Kräuter und Gewürze schützen Sie beim Grillen vor Krebs
Helmut Erb in Fit in 8 Minuten
vom 5. Juli 2011, 05:00 Uhr
GNL5356
Marinaden und Kräuter können die beim Grillen entstehenden gesundheitsschädlichen Substanzen abpuffern. Majoran und Thymian passen gut zu Lamm- und Schweinefleisch. Rosmarin und Oregano schmecken prima mit Rind- und Lammfleisch. Salbei passt zu Kalb, Geflügel und Leber. Verwenden Sie auf jeden Fall getrocknete Kräuter zum Grillen. Wenn sie frische Kräuter mitgrillen, werden sie allerdings ziemlich schnell schwarz, verbrennen und verlieren ihr Aroma. Frische Kräuter sollten Sie erst vor dem Servieren über das Grillgut streuen. So erhalten Sie sich auch die gesunden sekundären Pflanzenstoffe, die Krebs und Herzleiden in Schach halten.
Unerwünschte Stoffe wie Nitrosamine, polyzyklische aromatische Kohlenwasserstoffe (PAK) oder heterozyklische aromatische Amine (HAA) haben sich in Tierversuchen als krebserregend erwiesen. Sie können vor allem beim Hocherhitzen und/oder unvollständigen Verbrennen entstehen.
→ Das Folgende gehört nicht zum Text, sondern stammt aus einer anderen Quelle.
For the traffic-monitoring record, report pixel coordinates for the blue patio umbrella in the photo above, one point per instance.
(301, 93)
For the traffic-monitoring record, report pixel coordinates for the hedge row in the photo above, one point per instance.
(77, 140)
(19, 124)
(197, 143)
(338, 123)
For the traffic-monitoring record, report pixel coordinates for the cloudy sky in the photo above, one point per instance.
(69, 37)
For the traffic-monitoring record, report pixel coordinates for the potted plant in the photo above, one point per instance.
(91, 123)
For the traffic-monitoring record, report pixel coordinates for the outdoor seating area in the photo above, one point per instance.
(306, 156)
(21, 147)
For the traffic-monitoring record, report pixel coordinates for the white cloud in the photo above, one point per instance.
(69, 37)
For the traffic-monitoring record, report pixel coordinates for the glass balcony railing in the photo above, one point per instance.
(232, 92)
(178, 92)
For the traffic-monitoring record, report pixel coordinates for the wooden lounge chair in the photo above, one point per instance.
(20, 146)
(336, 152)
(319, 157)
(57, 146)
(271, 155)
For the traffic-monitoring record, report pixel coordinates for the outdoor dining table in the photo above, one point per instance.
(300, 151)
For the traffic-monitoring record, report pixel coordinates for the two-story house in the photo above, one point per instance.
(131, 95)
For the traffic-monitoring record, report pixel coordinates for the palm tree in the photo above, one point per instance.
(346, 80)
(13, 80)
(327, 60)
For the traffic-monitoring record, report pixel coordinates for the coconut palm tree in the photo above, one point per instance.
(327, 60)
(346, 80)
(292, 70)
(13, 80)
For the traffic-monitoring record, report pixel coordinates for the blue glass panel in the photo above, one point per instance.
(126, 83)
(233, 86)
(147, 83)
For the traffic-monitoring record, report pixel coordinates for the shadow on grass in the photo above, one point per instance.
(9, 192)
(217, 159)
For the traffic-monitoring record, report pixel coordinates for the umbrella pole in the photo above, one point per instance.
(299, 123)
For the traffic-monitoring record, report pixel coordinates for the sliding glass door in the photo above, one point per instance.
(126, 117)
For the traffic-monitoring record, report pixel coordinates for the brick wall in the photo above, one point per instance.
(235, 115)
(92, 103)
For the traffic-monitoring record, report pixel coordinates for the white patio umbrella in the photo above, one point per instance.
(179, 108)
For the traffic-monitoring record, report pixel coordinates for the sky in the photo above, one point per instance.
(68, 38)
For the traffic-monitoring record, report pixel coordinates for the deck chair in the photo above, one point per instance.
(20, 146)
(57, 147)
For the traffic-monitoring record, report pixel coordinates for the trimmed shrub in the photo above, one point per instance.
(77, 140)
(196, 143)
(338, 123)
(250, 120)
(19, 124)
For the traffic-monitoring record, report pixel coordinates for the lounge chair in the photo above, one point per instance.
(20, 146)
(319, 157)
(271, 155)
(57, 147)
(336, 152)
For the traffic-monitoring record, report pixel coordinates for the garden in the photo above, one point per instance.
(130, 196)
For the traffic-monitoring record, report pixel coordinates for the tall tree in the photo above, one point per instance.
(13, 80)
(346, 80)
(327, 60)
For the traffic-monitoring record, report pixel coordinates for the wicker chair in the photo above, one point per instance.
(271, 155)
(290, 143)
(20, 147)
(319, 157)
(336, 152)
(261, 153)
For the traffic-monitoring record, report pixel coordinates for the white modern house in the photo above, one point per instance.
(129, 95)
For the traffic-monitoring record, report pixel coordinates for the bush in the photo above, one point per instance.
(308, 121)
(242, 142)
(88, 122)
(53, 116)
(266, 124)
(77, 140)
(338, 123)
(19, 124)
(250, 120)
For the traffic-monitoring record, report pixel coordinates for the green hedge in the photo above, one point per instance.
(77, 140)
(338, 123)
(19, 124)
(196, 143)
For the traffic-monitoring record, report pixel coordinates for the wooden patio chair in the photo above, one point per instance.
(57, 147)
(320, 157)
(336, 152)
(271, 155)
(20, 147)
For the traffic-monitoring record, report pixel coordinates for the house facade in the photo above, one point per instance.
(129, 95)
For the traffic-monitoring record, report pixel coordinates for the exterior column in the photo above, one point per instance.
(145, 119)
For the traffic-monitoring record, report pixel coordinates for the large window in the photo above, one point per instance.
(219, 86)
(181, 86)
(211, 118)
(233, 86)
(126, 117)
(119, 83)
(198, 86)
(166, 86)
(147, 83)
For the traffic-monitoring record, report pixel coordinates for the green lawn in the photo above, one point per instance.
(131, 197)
Nitrosamine bilden sich beispielsweise, wenn gepökelte oder geräucherte Wurst gegrillt wird. PAK können beim Grillen von Fleisch, Wurst oder Fisch entstehen, HAA treten auch beim Backen und Braten über 180 Grad. Acrylamid entsteht vor allem beim Erhitzen von stark stärkehaltigen Lebensmitteln wie Kartoffeln.
Grillen Sie deshalb keine gepökelten Fleischwaren wie Kasseler oder Wiener Würstchen. Erhitzen Sie Räucher- und Pökelfleisch und gepökelte Wurst nur bei mäßiger Hitze (nicht über 100 Grad Celsius) und nicht unnötig lange. Verwenden Sie den Bratensatz von stark Gebratenen nicht für Saucen, denn beim Braten entstehen der HAA vor allem in der Kruste und im Bratensatz. Verbranntes Grillgut werfen Sie besser weg.